Livro traz o "Navio Negreiro" de Castro Alves, ao lado de poema homônimo de Heine


POR MAIS que se reconheça a vocação humana para a atrocidade, sempre há alguma nova informação capaz de superar o já sabido. Sobre nazismo, nem se fala. O inimaginável nunca se esgota. O mesmo acontece com a escravidão. Imagens clássicas de um navio negreiro, por exemplo, fornecem sozinhas assunto para muitos pesadelos. Mas eu não sabia do pior a esse respeito. Leia-se este trecho.

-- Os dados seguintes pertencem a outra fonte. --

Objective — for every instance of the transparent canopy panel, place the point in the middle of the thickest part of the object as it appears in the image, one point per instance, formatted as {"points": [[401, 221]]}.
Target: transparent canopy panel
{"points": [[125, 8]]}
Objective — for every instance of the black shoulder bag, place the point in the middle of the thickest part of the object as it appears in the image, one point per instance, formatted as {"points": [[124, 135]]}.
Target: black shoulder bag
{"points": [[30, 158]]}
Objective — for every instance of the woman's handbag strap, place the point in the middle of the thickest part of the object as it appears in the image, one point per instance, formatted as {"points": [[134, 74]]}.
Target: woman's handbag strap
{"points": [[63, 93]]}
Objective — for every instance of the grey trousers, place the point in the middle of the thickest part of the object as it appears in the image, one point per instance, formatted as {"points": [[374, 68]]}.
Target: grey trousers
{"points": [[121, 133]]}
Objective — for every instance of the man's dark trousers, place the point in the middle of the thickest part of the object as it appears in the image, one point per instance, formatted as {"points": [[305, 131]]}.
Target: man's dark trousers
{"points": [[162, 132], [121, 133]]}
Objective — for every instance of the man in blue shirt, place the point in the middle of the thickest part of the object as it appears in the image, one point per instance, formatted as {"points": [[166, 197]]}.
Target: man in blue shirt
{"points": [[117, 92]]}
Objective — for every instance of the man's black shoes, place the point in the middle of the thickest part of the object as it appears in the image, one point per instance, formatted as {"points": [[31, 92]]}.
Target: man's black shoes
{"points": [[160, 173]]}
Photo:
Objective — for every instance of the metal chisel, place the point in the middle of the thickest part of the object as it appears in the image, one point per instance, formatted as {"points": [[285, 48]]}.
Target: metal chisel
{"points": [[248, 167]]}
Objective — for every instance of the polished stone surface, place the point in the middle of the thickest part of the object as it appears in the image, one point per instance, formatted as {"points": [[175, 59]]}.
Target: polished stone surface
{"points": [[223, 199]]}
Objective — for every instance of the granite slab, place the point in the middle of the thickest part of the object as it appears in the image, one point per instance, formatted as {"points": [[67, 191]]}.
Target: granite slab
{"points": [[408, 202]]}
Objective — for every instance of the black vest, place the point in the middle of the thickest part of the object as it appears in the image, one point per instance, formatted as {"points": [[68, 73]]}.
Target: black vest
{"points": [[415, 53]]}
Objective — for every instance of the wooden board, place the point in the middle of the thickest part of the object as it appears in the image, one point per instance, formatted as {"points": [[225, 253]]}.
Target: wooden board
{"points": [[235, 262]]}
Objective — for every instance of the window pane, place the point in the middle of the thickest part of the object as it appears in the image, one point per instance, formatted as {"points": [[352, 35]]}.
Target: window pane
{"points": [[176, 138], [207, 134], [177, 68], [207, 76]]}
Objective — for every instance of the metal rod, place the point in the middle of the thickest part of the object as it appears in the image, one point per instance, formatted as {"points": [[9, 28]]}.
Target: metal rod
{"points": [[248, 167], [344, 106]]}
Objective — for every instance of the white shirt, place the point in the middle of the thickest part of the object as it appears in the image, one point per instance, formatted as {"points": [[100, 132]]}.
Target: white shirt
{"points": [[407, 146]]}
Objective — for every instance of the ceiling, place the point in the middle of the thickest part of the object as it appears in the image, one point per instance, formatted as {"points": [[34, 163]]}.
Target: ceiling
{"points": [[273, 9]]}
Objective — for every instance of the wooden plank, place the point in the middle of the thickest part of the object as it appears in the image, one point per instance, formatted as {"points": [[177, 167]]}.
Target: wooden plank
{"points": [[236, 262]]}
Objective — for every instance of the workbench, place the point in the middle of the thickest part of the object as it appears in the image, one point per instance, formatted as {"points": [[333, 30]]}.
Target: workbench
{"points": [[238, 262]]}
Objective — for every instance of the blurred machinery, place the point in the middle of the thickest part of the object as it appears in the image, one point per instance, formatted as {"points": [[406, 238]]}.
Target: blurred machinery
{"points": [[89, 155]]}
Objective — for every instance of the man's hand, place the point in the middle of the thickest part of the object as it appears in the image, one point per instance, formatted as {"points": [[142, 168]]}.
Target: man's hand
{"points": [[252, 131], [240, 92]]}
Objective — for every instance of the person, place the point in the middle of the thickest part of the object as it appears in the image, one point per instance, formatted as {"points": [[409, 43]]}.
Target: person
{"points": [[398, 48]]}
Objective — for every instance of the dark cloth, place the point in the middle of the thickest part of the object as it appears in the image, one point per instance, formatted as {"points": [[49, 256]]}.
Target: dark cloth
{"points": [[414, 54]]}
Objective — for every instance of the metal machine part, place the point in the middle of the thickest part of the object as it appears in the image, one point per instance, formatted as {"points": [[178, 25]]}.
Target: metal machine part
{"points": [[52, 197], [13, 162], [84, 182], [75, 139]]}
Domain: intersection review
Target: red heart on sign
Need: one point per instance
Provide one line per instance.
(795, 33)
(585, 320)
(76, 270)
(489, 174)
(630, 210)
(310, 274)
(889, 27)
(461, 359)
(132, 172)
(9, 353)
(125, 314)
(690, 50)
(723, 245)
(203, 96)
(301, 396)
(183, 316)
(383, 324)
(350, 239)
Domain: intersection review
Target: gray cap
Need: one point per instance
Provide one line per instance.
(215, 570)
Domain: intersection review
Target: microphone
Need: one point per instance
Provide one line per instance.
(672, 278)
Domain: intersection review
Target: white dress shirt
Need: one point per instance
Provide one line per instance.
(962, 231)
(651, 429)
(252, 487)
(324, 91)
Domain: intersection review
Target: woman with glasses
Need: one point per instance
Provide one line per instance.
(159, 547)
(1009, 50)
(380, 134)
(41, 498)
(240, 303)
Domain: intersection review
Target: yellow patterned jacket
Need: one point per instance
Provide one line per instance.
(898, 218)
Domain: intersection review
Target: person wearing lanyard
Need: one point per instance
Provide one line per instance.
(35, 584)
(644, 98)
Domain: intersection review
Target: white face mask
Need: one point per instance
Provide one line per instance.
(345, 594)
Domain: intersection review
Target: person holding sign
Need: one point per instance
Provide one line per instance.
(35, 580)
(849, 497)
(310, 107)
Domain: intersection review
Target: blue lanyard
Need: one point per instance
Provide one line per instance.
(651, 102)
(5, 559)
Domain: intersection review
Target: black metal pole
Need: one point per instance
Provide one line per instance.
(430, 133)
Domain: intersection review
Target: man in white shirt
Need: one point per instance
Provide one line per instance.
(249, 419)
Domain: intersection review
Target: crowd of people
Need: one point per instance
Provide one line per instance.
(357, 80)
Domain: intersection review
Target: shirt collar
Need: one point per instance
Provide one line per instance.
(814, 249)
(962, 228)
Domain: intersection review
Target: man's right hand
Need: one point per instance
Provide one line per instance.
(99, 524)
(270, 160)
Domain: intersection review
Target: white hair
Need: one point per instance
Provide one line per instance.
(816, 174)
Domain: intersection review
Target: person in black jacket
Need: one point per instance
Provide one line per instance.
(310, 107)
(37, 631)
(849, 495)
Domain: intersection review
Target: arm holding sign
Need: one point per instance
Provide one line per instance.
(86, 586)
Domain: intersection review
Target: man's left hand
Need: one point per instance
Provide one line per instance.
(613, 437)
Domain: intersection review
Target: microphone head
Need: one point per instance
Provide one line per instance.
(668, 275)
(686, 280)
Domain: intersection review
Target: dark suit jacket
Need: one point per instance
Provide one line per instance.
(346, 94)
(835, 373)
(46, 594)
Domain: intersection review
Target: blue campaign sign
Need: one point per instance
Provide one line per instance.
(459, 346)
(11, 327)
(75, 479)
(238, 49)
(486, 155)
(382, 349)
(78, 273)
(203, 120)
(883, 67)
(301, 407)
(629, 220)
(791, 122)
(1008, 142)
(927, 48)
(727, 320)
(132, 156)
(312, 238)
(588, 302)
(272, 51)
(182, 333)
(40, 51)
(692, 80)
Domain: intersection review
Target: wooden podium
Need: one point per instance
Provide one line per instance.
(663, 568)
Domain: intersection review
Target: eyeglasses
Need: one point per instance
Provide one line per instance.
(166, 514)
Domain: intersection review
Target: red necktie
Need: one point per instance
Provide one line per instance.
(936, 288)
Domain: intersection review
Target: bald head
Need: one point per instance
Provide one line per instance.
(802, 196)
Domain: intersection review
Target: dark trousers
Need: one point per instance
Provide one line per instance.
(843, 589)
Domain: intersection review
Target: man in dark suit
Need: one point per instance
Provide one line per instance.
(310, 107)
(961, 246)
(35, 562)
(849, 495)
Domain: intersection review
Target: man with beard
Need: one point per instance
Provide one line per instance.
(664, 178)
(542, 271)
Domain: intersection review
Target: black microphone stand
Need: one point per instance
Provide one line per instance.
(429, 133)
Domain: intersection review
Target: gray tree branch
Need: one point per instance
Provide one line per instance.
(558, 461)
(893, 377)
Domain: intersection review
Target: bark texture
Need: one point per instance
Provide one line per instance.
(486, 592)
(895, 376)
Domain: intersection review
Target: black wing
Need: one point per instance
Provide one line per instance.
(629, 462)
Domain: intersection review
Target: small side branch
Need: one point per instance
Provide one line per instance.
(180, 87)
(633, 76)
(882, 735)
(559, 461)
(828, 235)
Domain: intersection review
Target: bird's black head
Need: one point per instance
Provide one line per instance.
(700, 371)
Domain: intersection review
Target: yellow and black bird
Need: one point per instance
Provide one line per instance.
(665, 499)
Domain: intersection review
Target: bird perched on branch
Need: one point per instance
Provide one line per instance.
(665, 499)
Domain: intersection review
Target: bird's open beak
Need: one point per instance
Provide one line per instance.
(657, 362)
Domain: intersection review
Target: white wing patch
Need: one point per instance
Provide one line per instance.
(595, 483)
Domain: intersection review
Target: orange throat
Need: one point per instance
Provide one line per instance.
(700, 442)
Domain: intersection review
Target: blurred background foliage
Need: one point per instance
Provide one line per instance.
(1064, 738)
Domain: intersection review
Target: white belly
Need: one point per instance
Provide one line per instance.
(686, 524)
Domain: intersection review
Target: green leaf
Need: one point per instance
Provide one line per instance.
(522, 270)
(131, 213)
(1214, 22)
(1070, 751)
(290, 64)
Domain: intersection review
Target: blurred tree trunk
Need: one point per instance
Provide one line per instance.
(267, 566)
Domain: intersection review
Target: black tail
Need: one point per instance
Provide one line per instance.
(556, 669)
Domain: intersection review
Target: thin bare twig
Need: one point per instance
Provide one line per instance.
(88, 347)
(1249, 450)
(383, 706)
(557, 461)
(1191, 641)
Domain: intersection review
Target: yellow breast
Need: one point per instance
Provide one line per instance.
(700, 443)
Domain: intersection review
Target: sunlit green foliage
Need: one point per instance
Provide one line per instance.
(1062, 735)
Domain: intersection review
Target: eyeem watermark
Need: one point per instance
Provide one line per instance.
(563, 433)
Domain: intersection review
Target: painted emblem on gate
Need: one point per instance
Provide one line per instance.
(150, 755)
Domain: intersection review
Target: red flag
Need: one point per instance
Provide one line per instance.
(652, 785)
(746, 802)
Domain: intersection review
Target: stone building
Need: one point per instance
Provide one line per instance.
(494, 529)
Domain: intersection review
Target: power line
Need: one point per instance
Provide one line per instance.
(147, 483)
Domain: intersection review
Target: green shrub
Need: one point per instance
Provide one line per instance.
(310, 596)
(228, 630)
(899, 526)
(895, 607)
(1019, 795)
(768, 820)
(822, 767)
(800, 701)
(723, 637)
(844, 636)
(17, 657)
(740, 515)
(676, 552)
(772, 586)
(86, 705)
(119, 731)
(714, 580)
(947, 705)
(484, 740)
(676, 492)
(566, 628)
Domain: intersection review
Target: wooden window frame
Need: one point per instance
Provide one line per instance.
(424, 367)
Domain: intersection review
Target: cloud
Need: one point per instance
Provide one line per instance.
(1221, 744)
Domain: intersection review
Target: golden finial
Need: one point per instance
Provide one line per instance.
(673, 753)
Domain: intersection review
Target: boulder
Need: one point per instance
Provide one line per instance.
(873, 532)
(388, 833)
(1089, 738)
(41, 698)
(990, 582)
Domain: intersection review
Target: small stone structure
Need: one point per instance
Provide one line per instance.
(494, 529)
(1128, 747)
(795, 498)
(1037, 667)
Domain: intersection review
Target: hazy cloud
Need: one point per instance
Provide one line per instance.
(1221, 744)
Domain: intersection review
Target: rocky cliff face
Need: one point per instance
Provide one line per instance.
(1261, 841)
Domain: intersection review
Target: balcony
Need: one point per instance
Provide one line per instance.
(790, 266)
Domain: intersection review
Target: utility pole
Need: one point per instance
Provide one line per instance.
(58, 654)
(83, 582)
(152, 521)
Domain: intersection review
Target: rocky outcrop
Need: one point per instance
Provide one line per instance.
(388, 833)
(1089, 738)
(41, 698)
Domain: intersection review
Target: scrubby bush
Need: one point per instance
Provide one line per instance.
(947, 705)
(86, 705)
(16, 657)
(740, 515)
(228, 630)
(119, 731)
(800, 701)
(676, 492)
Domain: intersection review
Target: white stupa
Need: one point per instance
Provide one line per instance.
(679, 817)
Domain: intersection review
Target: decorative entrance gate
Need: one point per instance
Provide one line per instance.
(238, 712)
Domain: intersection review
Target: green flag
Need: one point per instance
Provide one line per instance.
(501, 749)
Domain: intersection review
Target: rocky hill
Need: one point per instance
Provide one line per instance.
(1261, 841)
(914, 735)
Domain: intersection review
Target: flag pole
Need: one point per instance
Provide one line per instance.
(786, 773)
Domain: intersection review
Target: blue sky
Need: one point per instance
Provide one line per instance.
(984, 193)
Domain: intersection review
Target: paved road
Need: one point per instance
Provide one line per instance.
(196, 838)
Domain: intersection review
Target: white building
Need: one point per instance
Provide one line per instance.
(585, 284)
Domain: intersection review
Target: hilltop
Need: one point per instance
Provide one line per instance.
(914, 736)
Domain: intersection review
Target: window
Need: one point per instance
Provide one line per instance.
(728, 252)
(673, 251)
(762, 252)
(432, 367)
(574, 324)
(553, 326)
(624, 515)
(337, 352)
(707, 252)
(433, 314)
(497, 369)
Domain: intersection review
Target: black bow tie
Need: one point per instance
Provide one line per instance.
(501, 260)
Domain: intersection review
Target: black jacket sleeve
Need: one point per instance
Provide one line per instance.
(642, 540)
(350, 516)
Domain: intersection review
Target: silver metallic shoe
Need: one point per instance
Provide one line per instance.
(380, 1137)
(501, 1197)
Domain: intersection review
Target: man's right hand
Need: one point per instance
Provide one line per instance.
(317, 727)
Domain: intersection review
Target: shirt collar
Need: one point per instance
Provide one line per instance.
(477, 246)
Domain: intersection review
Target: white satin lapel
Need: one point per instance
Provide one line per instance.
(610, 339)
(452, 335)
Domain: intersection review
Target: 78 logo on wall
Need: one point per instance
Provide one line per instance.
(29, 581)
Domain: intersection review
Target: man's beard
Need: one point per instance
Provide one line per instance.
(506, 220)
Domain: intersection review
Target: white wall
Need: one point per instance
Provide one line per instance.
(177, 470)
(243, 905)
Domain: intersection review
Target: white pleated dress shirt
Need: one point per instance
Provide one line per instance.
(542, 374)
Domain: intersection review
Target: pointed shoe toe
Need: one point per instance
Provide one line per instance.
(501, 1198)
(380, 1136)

"A marinha britânica passou a inspecionar os navios suspeitos de carregar africanos, e ela podia fazê-lo em alto mar, sem aviso prévio. Isso levou ao desenvolvimento de uma curiosa tecnologia (...): um fundo falso nos porões dos navios. Caso os fiscais ingleses se aproximassem, ele funcionava como um alçapão, jogando no fundo do mar toda a sua carga -de homens vivos. Desse modo, os traficantes conseguiam fugir à punição que lhes seria imposta."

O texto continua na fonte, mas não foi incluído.